Products are labeled for research use only or with a similar labeling statement and have not been approved, approved, or cleared for any purpose by the FDA or any other foreign or domestic regulatory agency. The customer will not use any product for diagnostic or therapeutic purposes or in any other way that is contrary to the labeling. Products sold or licensed by CST are made available to Customer as an end user and solely for research and development purposes. Any use of the product for diagnostic, prophylactic, or therapeutic purposes, or any purchase of the product for resale (alone or as a component) or for any other commercial purpose requires a separate license from CST. Customer will not (a) sell, license, loan, donate, or transfer or make available to any third party any Products, alone or in combination with other materials, or use the Products to create commercial products, (b) copy, modify, develop Reverse, decompile, disassemble, or attempt to discover the underlying structure or technology of the Products, or use the Products for the purpose of developing products or services that may compete with CST's products or services, (c) the Products not alter or remove therefrom any trademark, trade name, logo, notice or patent or copyright mark; (d) use the Products only in accordance withCST Product Terms of Saleand comply with all applicable documentation and (e) any licenses, terms of use or similar agreements relating to any third party products or services used by Customer in connection with the Products.

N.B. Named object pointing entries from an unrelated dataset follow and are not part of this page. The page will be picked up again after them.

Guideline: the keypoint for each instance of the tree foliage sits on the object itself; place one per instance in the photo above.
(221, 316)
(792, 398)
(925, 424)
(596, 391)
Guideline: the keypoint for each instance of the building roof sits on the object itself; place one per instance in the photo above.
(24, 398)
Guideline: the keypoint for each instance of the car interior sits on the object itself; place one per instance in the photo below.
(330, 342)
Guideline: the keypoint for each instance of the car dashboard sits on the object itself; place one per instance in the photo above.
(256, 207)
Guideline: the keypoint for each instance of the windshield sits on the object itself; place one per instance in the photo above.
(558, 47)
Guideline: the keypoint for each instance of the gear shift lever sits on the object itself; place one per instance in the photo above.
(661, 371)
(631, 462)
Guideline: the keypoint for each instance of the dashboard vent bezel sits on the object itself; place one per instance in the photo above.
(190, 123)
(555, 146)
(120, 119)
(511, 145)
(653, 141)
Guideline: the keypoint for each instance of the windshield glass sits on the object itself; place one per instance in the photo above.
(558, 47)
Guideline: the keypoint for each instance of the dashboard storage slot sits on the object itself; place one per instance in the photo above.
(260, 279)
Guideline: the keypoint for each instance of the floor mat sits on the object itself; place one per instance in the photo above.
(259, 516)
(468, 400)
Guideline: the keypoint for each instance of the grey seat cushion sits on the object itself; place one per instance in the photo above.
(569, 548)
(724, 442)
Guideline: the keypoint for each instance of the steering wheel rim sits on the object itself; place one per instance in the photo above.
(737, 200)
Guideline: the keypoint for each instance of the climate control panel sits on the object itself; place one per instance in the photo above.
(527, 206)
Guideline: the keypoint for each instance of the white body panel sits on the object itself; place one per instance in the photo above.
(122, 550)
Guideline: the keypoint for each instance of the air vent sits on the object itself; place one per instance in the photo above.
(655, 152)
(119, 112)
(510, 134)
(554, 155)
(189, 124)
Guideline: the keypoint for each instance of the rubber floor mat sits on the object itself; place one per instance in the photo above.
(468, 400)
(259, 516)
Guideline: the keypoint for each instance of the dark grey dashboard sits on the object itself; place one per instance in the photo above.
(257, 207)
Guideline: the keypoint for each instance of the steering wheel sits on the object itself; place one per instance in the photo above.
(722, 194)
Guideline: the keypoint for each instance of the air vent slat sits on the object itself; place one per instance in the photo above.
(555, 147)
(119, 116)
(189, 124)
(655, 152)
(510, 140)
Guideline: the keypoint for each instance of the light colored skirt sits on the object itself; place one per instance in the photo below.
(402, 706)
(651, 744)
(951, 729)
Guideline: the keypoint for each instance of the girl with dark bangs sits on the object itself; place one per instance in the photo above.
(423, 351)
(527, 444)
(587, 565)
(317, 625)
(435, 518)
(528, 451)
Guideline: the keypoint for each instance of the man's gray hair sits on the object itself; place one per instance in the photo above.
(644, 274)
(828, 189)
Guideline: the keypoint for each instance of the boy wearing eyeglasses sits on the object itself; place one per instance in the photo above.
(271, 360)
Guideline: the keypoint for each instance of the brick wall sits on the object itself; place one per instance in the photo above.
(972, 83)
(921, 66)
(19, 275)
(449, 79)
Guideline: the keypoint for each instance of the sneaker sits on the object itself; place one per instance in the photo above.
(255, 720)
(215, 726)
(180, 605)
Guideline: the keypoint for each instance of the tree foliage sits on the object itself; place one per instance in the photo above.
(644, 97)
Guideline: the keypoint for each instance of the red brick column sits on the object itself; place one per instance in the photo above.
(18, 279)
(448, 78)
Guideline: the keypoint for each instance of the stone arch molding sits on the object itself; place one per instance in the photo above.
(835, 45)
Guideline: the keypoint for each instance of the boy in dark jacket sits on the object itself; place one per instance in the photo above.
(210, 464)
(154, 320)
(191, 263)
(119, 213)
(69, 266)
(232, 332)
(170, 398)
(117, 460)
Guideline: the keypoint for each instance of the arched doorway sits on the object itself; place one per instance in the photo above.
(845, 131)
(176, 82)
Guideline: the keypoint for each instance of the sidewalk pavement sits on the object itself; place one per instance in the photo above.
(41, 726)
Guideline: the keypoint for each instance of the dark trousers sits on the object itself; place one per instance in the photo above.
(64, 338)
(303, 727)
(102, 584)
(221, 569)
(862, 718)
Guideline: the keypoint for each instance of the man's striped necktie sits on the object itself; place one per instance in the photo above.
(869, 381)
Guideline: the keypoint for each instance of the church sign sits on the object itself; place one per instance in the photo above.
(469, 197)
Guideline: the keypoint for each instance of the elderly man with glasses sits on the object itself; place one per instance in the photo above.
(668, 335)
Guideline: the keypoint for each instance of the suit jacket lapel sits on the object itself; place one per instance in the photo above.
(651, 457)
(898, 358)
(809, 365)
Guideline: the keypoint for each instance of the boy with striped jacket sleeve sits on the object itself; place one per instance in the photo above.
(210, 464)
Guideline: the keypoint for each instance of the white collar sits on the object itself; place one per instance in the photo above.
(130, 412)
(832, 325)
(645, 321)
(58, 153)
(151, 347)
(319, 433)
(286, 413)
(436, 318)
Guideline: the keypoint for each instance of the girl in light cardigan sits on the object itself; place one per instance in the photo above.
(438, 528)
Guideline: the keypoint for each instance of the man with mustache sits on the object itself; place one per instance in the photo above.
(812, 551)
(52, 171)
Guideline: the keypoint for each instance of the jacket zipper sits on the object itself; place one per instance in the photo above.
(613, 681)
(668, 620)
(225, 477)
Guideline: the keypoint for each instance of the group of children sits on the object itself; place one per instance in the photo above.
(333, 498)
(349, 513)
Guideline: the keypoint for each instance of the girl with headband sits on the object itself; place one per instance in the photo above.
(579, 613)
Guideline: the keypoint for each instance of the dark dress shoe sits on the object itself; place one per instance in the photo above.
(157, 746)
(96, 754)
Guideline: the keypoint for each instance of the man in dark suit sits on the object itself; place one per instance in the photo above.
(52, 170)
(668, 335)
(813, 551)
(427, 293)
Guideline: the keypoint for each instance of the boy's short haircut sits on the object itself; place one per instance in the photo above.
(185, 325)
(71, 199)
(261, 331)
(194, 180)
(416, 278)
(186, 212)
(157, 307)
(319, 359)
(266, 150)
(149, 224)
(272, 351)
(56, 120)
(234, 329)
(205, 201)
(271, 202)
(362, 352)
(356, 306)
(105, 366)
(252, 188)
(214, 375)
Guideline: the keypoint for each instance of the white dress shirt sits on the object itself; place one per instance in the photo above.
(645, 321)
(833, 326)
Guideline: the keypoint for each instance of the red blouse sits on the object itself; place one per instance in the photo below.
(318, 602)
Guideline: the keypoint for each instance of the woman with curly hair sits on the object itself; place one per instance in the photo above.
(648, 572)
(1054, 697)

For research use only. Do not use in diagnostic procedures.

Cell Signaling Technology is a registered trademark of Cell Signaling Technology, Inc.

All other trademarks are the property of their respective owners. visit ourBrand Informationbook page.

Top Articles
Latest Posts
Article information

Author: Msgr. Refugio Daniel

Last Updated: 04/14/2023

Views: 5567

Rating: 4.3 / 5 (74 voted)

Reviews: 89% of readers found this page helpful

Author information

Name: Msgr. Refugio Daniel

Birthday: 1999-09-15

Address: 8416 Beatty Center, Derekfort, VA 72092-0500

Phone: +6838967160603

Job: Mining Executive

Hobby: Woodworking, Knitting, Fishing, Coffee roasting, Kayaking, Horseback riding, Kite flying

Introduction: My name is Msgr. Refugio Daniel, I am a fine, precious, encouraging, calm, glamorous, vivacious, friendly person who loves writing and wants to share my knowledge and understanding with you.